Trump likewise relies on a base of enthusiastic support. He's infused the word "populism" with negative connotations, when really a movement of grassroots support should be the opposite of authoritarian rule. In "The Reactionary Mind: Conservatism from Edmund Burke to Donald Trump," political scientist Corey Robin writes:

"Trump [...] upends the always delicate relationship on the right between elite and mass, privilege and populism. Conservatism is an elitist movement of the masses, an effort to create a new-old regime that, in one way or another, makes privilege popular."

Homelander's support embodies a similar contradiction; he wants to make his "mud people" supporters into literal mud, and they love him for it because they don't realize they're not in his elite club.

As for Sister Sage, her presence as Homelander's in-the-know advisor calls to mind Project 2025, a scheme cooked up by think tank the Heritage Foundation to clear out any non-Trump loyalists from the U.S. government if he wins the 2024 election.

Why Homelander kills Todd

"The Boys" season 3 introduced Todd (Matthew Gorman), the new boyfriend of MM's (Laz Alonso) wife Monique (Frances Turner). In season 4, Monique reveals that she broke up with Todd after realizing his radicalization was a bad influence on her daughter Janine (Liyou Abere). Todd's still a Homelander fanboy, though, and gets lured to his death alongside two other fans with a promise to meet their idol.

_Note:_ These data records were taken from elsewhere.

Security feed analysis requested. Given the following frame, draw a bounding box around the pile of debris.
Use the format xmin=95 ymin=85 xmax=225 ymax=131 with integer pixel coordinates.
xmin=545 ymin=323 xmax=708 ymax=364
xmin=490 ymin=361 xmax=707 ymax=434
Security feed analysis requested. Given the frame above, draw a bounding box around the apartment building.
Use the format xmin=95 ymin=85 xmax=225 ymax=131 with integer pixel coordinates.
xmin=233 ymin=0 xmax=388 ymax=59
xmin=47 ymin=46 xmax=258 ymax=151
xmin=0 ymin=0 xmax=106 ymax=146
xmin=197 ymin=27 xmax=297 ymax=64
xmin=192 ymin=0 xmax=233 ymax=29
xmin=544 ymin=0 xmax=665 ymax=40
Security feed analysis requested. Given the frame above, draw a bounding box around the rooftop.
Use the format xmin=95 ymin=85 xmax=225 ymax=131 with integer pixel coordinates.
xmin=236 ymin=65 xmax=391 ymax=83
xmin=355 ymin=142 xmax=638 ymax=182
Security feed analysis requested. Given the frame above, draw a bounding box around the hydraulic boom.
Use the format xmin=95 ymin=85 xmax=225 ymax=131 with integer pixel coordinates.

As part of Sister Sage's plan, Homelander has A-Train (Jessie T. Usher), the Deep (Chace Crawford), and Black Noir (Nathan Mitchell) beat Todd and his two friends to death with baseball bats. A-Train dumps their corpses outside the courthouse, making it appear like Starlight supporters killed them.

Like Homelander, Trump is more than willing to throw his die-hard supporters under the bus if it means personal gain. While he's never (as far as we know) had them directly killed, he did cause the death of Herman Cain (a conservative activist and failed 2012 Republican presidential candidate). Cain died in July 2020 from Covid-19, which he was infected with while attending a Trump rally. Former White House Chief of Staff Mark Meadows admitted in private, "We killed Herman Cain." In an extra galling and darkly-hilarious turn, Cain's still-active Twitter account kept posting in support of Trump after his passing. 

Homelander's daddy issues

"The Boys" season 4 finally shows Homelander raising Ryan full-time. Spoiler alert: he's not a good dad. In episode 2, "Life Among the Septics," Homelander intervenes in Ryan's first (staged) superheroic act and goads him to kill one of the criminals – who is really just a stuntman). Homelander brings a crying Ryan a milkshake (another example of his milk fetish) and thinks the tears are because he took Ryan's spotlight, rather than because he made his son murder someone. In episode 3, "We'll Keep the Red Flag Flying Here," Ryan joins the Seven on stage for the first time, and Homelander aggressively tells him to smile. It's no surprise that in that episode, Ryan later goes over to Butcher's (Karl Urban) apartment to play some foosball instead.

Trump, who has five children, is reportedly quite a bad father too. He barely acknowledges the existence of his second daughter, Tiffany and is reported to have once slapped his son Donald Trump Jr. for not wearing a suit to a baseball game. Mary Trump, niece of Donald and author of "Too Much and Never Enough: How My Family Created the World's Most Dangerous Man," has claimed Donald's bullying and narcissistic personality was shaped by his "high-functioning sociopath" father Fred Trump.

Homelander, too, has daddy issues. He was born and raised in a lab, never experiencing true familial love growing up. In "The Boys" season 3, when Homelander found out Soldier Boy (Jensen Ackles) was his biological father, he made an emotional appeal to him — and was rejected for being a "weak, sniveling pussy, starved for attention."

At the end of "We'll Keep the Red Flag Flying Here," a falling out with Ryan prompts Homelander to go back to his own beginning (presumably the lab he grew up in). Godspeed to anyone still working there.

"The Boys" streams on Prime Video, with new episodes premiering on Thursday.